As part of an ongoing partnership with the San Francisco World Music Festival, the Department of Music offered a course on the music and culture of Azerbaijan—intended to help promote world music and global activism—this quarter.

Stephen Sano M.A. ’91 DMA ’94, the department’s chair, said the course allowed the program to expand its outreach to minority populations within the musical community.

“Stanford has always been known as a place where traditional Western European classical music was the focus,” he said. “[The school] has a majority-minority student population, and students are coming in with these amazing levels of expertise. We are trying to service that population, and this is one of the courses that addresses that.”

The class, which combines both lectures and practicums, is taught by Krystal Barghelame ’09 M.A. ’09, a musician of Azerbaijani descent who teaches the academic and contextual material, and Imamyar Hasanov, a native of Azerbaijan and a contemporary practitioner of Azerbaijani music. Sano noted that the combination offers students background on the region’s “history, context, musical history and the learning of the art form itself.”

While at Stanford, Barghelame pursued a co-terminal master’s degree with a focus in Persian poetry in addition to studying ethnomusicology.

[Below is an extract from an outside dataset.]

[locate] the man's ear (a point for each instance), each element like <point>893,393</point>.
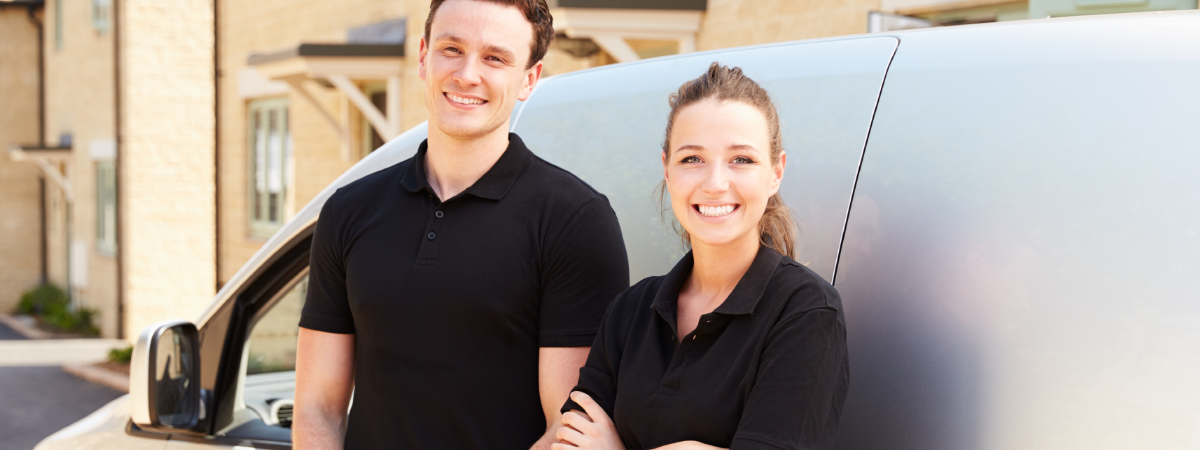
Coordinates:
<point>424,49</point>
<point>531,79</point>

Although she currently works at a software company in Palo Alto, she contributes to the class in her spare time.

“I loved Stanford, and want [in] any way I can [to] be an instrument in bringing enriching experiences to Stanford students,” she said.

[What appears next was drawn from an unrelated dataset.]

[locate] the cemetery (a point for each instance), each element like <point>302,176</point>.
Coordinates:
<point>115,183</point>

Barghelame described Hasanov, whose instrument of choice is the bowed spiked fiddle and who has toured all over the world playing Azerbaijani music, as providing both the musical expertise and teaching ability to lead a successful class.

“In a class where you have students from all different backgrounds, he is able to tune in to what each student’s background is, whether an Arabic oud [a mandolin-like instrument] or a violin—he can tune into instruments and students in a beautiful way,” Barghelame said.

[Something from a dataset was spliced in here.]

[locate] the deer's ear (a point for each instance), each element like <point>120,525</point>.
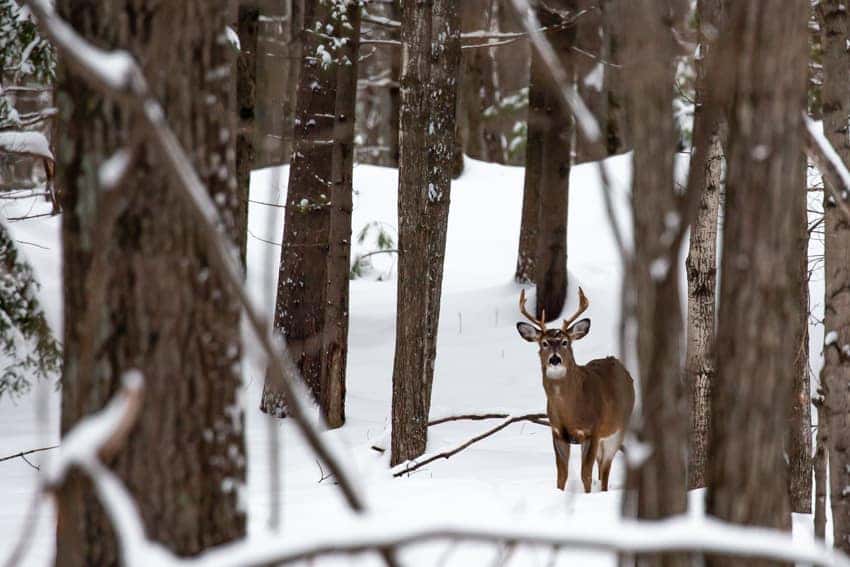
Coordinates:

In its inaugural offering, the course has 16 enrolled students. According to the instructors, no level of musical fluency was required to enroll.

“Obviously if you have expertise in any of the forms, it is welcome,” Sano said. “All courses are similar, we welcome it but it’s not required.”

According to Barghelame, the course was prompted by a departmental desire to branch out into different forms of music, a movement led in part by new ethnomusicologist Anna Schultz.

“Anna has offered several courses and been instrumental in bringing specialists in Indian music to campus,” Sano said. “The ethnomusicology part of our office has just exploded in the last few years.”

According to Barghelame, her course was no exception to Schultz’s influence.

“This course brings in new approaches to ethnomusicology, and reinvents how we do ethnography,” Barghelame said.

The two instructors expressed hope that the course would expand the musical—and educational—horizons of its students.

“We have a diversity of students, and that is what we wanted. There are backgrounds in Persian, Middle Eastern, jazz and Western music—incredible diversity in the class,” Barghelame said. “Our goal for these students is to get contact with a new music system and learn about a whole new theory while diversifying their own musical vocabulary.”

Students participating in the class also have the opportunity to perform in the San Francisco World Music Festival, a program that incorporates different multimedia elements to tell stories and think about innovative ways of presenting traditional music traditions from a range of cultures.

“We’ll have real time satellite performances and film crews out in locations around the world streaming musicians and tying to create immediacy and connection with that part of the world,” Barghelame said. “The [festival] thinks about tradition and modernity in a new way. It makes music traditions engaging for an audience that isn’t familiar with them.”

Through their active engagement with Azerbaijani culture, students in the course have embraced the festival’s incorporation of means of communication that create connections with other parts of the world through music.

“Instead of writing papers, students write [on] a blog,” Barghelame said. “We are establishing a network between Stanford and Azerbaijan. We don’t want them to just absorb the information they are learning, but to contribute to the global forum and express their opinions on encountering and learning about a new culture.”

On top of learning about the history and culture of Azerbaijani music, students will also participate in a practicum, culminating in a final performance for the Stanford community. The course’s success might encourage future collaborations with the World Music Festival.